As a veteran criminal defence lawyer, I have been involved in dozens of sexual assault prosecutions. In some cases, I represented men accused of rape. In others, I represented the accusers. I have witnessed, up close, how difficult it can be for people to testify publicly about profoundly intimate events.
In recent months, a lot of ink has been spilled over the question of how sexual assault complainants are treated in the courtroom. Many have suggested that the trauma of testifying explains why such assaults are under-reported and why conviction rates are low (although it should be noted that the conviction rate in sexual assault cases is comparable to the aggregate rate for all violent crimes).
Defence lawyers have come in for especially intense criticism. It is said that we resort to stereotypes and “rape myths” in an attempt to discredit complainants and that we intentionally abuse or intimidate alleged victims during cross-examination. But my own experience as a criminal lawyer suggests these arguments are baseless. Canadian judges do not permit the improper treatment of witnesses in criminal trials. And in sexual assault prosecutions, there are special rules that limit the kinds of questions lawyers can ask—particularly in regard to an alleged victim’s sexual history.
This habit of blaming defence counsel is worrisome, because it undermines the very foundations of our criminal justice system: the presumption of innocence and the requirement that guilt be proven beyond a reasonable doubt. No accused can have a fair trial unless his lawyer is free to challenge the Crown’s case through vigorous cross-examination.
Moreover, by the time a complainant has any interaction with defence counsel, she has interacted already with a number of other players in the system, most notably the police and the Crown. If fear of the trial process is one of the factors keeping women from reporting sexual violence, we need to change the initial stages of the procedure by which complaints are investigated and complainants are readied to testify—not the rules that govern the courtroom finale.
The #WeBelieveSurvivors Twitter hashtag has attracted much media attention, but ultimately it has no place in the criminal justice system. Unconditional acceptance of a complainant’s story is antithetical to our commitment to fair trials and the presumption of innocence. Moreover, such messaging does nothing to protect complainants from the difficult questioning they inevitably will face at trial. Judges and juries will not automatically “believe” survivors. Nor should they.
Police should conduct investigations with the trial process in mind. By this, I don’t mean they should be collecting evidence only with a view to securing a conviction—a mindset that has led to many wrongful convictions in the past. Rather, officers should work on the assumption that both the credibility and reliability of the complainant will be scrutinized carefully in the courtroom. And so if the complainant is going to testify, she benefits from having disclosed everything to police during the investigation phase. She should be asked about issues that the police know might be relevant at trial—including whether she had contact with the accused after the alleged assault (in person or electronically), commented about the incident or the accused on social media, or lied about the incident to anyone.
The police should collect relevant communications between the complainant and the accused, and the complainant should be questioned about any apparent inconsistencies or aspects of the story that seem implausible.

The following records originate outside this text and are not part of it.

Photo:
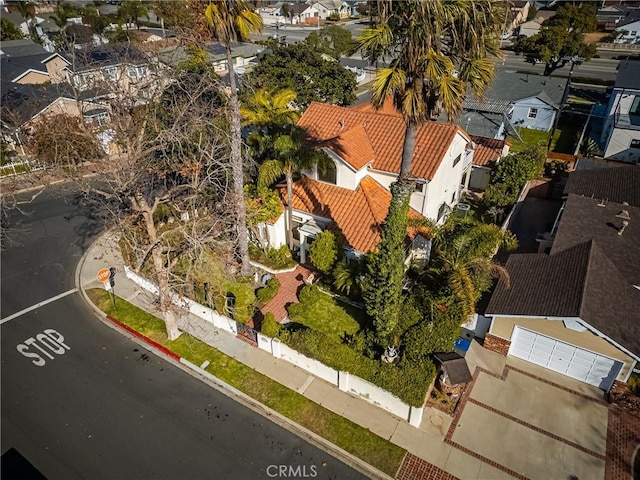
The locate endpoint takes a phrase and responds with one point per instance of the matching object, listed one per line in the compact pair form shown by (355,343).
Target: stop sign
(104,275)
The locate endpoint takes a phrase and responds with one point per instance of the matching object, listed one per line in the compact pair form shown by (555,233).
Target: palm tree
(462,258)
(271,113)
(439,48)
(291,156)
(233,20)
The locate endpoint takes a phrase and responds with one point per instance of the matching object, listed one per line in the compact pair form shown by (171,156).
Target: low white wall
(343,380)
(312,366)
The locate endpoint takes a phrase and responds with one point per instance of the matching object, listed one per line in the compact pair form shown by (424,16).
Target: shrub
(270,327)
(309,293)
(324,251)
(407,380)
(269,291)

Police should follow up on leads that might confirm or contradict her statement—and ask about information they uncover that seems inconsistent with her original account.
You might think this all sounds obvious, and it is. But in my experience, most investigations in sexual assault cases involve nothing more than a single police interview with the complainant, in which she is expected to provide a complete and accurate account of everything that happened.

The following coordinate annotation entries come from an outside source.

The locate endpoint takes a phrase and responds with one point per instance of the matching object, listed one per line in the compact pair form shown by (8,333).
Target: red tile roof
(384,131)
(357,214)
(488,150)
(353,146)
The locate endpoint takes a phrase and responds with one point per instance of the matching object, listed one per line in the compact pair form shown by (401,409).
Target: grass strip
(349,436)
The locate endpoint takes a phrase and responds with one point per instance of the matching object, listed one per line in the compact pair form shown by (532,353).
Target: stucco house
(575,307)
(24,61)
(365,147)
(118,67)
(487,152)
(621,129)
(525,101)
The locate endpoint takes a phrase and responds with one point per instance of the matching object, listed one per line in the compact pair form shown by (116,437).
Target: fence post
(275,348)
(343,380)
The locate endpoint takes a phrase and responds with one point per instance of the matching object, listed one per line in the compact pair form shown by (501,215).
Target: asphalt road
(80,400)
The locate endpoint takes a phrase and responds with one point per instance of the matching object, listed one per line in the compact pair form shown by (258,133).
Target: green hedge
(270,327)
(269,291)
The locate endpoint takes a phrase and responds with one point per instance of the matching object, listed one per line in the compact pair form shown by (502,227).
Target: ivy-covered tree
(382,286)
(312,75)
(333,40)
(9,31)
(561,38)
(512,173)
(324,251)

A more thorough investigation would prevent difficult or uncomfortable questions from arising for the first time during cross-examination. There may be easy explanations for apparent inconsistencies or unusual facts. There may be compelling reasons why a woman lied to someone about what happened. But as we saw time and again during Jian Ghomeshi’s trial in March, explanations offered for the first time at trial tend to be unconvincing.
Complainants should also be properly prepared by the Crown to testify at trial, which, for most people, is a completely alien way of communicating. We do not ordinarily describe important events through a formal series of questions and answers. Precision and attention to detail are not important when recounting traumatic events to our family and friends. But in a courtroom setting, they are critical.
There is a real skill to being an effective witness. And I have been involved in far too many trials at which the complainant appeared completely unprepared to testify.
It goes without saying that complainants should not be coached or told what to say. They must tell the truth. But police and the Crown should explain to them how their testimony might be challenged on cross-examination. When these state actors fail in that duty, blame them, not the bedrock principles of our legal system.
This appeared in the July/August 2016 issue.